In the insecure environment of modern university life expertise or years in the profession may carry no weight against the sanctions a manager can impose. An appraisee should be able to look his appraiser in the eye as an equal. Appraisal should not be linked to the granting of tenure or to promotion or to discipline procedures, or it will become difficult to persuade individuals to "agree" goals with their appraisers. For the "agreement" does not extend to agreement whether or not they have been met. Only the appraiser determines that. CAFAS is working on three active cases in which the management says goals have not been met. The imbalance of power in a line-management structure can decide the outcome whatever the truth about the achievement of the "objectives" set.
There is a need for the pooling of experience in dispute resolution, as well as of ideas about good practice. Under the 1988 Education Reform Act the University Commissioners drew up discipline and grievance procedures which are binding on the old universities. In the "new" universities, such procedures are put together ad hoc. Modifications which many universities have been making to refine and improve these basic rules need to be shared systematically with everyone.
But I spoke to someone in one vice chancellor's office recently who said in despair: "We have this humungous folder. I don't know where it is, though." Such an administration may drive recklessly in disputes. There can be a huge gulf between this week's version of what the procedures say and what actually happens.
Disputes need to be caught early and paced sensibly so that everyone can get a picture of a fair outcome and keep their eyes on it.
When trust goes, a lecturer ceases to believe he will get a fair hearing. He perceives himself to be "up against" the people who have the authority to deal with the matter. Frequently this anxiety is justified. The same person may be both accuser and judge; an individual who has declared someone to be guilty in advance has powers to adjudicate; the accused may be given no opportunity to defend himself, with every rule of natural justice being broken.
CAFAS can offer an ear to institution and aggrieved lecturer impartially. We can liaise in ways lawyers and unions are not free to do. It is often possible to propose a solution which the parties can work towards in a way which is impossible if things remain confrontational. We can seek a solution from which both sides come out well, salvaging the "image" of an institution.

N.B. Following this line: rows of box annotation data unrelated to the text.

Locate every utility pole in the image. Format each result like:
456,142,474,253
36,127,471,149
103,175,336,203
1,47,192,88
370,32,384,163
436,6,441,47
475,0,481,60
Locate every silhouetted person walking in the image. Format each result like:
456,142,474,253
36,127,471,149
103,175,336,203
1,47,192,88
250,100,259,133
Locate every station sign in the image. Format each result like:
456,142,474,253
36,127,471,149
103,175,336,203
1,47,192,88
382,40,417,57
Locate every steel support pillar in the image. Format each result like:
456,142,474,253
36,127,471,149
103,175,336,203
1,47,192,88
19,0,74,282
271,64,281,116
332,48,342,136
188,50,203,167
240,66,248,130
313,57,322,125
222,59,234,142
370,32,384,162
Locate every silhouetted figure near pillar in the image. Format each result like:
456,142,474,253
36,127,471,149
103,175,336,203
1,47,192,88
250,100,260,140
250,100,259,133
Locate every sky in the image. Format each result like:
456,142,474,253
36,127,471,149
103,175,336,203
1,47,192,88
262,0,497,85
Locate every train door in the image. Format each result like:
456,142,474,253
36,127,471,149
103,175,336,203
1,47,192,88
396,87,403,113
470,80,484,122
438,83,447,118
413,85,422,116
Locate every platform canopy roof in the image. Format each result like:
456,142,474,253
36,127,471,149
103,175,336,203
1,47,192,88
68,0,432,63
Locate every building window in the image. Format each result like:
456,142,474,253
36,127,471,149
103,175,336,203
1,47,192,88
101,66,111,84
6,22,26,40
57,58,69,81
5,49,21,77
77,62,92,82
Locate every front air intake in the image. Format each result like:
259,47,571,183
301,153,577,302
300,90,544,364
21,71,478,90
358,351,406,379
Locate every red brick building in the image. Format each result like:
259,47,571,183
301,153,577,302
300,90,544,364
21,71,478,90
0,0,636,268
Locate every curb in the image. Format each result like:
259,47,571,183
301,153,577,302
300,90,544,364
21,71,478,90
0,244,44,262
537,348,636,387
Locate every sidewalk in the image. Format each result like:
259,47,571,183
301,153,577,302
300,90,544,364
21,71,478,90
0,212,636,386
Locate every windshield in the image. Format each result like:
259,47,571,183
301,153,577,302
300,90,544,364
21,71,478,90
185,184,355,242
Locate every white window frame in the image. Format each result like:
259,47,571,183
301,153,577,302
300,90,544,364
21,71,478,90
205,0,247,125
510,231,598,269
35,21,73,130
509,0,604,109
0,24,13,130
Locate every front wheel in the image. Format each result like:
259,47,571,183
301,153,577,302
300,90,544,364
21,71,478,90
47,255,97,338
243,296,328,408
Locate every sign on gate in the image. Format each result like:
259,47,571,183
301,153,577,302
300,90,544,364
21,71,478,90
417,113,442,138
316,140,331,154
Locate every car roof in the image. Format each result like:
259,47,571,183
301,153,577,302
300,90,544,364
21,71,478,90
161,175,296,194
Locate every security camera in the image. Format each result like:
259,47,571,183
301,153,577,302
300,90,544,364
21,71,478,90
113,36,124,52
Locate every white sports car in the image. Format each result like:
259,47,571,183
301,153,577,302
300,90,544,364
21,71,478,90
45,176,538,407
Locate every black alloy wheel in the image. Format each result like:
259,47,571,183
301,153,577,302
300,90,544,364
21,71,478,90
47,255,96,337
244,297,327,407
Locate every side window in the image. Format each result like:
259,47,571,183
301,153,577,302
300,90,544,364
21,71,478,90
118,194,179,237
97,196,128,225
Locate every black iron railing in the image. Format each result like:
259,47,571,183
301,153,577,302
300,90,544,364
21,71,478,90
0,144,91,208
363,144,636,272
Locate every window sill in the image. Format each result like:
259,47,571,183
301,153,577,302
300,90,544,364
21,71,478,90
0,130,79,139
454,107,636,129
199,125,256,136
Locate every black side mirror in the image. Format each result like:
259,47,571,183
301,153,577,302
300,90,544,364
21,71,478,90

We should like to be out of a job. There is plenty to do in the defence of freedoms and standards even if someone else was taking care of the work we do on disputes.
The Nolan committee suggested that there should be a means of independent review of disputes in the sector, in the form of a panel of arbitrators. The Committee of Vice Chancellors and Principals has a working party looking at this. Its members will understand the tensions in the sector bred by recent government pressures. If it can provide a route for conciliation in these cases managers and lecturers alike will owe it a very large debt of gratitude.
G. R. Evans is lecturer in medieval intellectual history, University of Cambridge, and a member of CAFAS.